Cognitive remediation therapy
Cognitive remediation therapy (CRT), also called cognitive enhancement therapy (CET), is a cognitive rehabilitation therapy developed at King's College in London designed to improve neurocognitive abilities such as attention, working memory, cognitive flexibility and planning, and executive functioning which leads to improved social functioning.
In patients with schizophrenia, atypical antipsychotic medications have increased the effectiveness of symptom management, but patients may remain socially or cognitively disabled. CET is recommended for patients with schizophrenia who are stable with low risk of relapse.
Also people with eating disorders such as anorexia nervosa are considered to be cognitively inflexible with their perspectives of food. In London, CRT was beneficial in the treatment of adults with anorexia nervosa, and in Poland among adolescents with anorexia nervosa.

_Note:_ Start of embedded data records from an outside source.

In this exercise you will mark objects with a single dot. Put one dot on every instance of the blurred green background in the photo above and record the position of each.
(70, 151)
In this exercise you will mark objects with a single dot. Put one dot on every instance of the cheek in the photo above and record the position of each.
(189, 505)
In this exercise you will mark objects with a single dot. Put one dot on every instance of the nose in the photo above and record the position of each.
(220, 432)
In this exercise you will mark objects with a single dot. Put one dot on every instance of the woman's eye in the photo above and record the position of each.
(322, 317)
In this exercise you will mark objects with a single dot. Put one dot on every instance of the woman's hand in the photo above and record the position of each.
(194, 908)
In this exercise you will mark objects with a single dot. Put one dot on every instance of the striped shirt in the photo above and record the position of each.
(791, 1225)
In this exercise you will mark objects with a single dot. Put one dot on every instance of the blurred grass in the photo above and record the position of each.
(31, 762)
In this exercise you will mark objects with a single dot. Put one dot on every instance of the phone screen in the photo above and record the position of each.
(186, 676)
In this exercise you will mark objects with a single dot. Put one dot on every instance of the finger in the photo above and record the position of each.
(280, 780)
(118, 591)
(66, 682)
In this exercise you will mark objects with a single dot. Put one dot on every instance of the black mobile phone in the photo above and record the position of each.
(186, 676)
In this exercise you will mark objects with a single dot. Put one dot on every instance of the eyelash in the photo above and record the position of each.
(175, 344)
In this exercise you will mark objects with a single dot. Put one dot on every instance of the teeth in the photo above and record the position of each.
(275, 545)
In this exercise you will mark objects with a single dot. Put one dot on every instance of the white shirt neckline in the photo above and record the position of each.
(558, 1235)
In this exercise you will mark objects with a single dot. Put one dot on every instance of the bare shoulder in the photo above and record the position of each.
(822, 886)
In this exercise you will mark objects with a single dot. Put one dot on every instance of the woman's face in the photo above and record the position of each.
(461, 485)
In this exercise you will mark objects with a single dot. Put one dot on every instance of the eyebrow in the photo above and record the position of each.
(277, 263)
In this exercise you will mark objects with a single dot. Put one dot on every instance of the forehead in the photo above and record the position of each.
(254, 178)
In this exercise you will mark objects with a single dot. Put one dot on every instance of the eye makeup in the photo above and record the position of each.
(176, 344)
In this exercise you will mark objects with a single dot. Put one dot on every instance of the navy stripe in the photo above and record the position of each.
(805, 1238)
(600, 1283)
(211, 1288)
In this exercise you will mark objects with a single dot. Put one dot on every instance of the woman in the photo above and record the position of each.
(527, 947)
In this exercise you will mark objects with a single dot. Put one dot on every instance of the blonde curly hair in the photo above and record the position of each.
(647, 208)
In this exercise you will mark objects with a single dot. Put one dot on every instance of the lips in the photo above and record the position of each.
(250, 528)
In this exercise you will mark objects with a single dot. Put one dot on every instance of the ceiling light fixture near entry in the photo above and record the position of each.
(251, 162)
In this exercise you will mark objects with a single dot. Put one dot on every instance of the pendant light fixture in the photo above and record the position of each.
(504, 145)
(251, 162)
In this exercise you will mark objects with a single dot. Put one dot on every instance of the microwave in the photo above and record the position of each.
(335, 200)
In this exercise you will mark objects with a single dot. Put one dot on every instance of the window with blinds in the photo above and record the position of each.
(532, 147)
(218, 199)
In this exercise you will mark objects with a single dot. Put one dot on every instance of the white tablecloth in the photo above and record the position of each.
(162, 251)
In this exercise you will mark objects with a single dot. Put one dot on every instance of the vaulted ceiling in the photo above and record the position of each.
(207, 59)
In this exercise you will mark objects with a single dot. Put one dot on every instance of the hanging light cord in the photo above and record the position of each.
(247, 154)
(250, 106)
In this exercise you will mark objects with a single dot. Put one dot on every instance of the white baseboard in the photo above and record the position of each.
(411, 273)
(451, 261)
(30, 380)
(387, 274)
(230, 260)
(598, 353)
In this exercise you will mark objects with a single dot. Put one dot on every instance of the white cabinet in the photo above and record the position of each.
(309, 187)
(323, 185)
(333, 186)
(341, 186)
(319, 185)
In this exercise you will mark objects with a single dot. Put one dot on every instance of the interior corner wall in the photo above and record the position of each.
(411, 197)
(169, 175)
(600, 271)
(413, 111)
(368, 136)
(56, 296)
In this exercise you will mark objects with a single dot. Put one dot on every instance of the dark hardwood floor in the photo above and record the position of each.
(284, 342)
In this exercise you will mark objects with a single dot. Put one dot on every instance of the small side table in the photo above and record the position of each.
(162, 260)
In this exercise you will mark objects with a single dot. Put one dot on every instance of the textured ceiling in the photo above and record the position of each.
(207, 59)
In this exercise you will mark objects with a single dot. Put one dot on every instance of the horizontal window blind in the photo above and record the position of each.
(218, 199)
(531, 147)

In the United States clinical trials are still being conducted by Stanford University in subjects over 16 as a conjunctive therapy with family based treatment.
CRT has also been shown to be useful in both children and adults with ADHD, as well as for cognitive deficits associated with major depressive disorder CRT has also been used in a subset of pediatric cancer survivors who experienced cognitive impairment due to the effects of cancer or cancer treatment on cognitive functioning. Clinical trials are slated to begin in 2010 in the United States by the National Institute of Health and the National Institute of Drug Abuse on the efficacy of cognitive remediation upon the cognitive deficits associated with drug abuse.
CRT is usually administered via use of a computer, with the tasks appearing on the monitor.
As a treatment for anorexia nervosa
For individuals with AN, CRT is an interactive treatment which combines practical exercises with discussions about their relevance to the patient’s everyday life. It addresses the process rather than the content of thinking, thus helping patients to develop a metacognitive awareness of their own thinking style. The treatment is hypothesized to work by strengthening and refining neural circuits, and by learning and transferring new cognitive strategies to appropriate situations. The aim is to identify and target the cognitive impairments specific to each patient, and to motivate the patient to engage in meta-cognitive processes i.e. to consider their cognitive/thinking styles and to explore alternative strategies, which in turn might lead to behavioral changes. By becoming aware of problematic cognitive styles, the patient can reflect on how these affect everyday life and learn to develop new strategies. The intervention was originally developed for adults with chronic AN  but during the last decade, there has been a substantial increase in studies exploring CRT for younger patients as well. Much of this work has been conducted at Oslo University Hospital, where a feasibility trial of CRT for adolescents with AN has been performed  and novel materials targeting young individuals with AN has been developed by Camilla Lindvall Dahlgren, Isabel Owen and Bryan Lask - the CRT Resource Pack (available free of charge at www.rasp.no).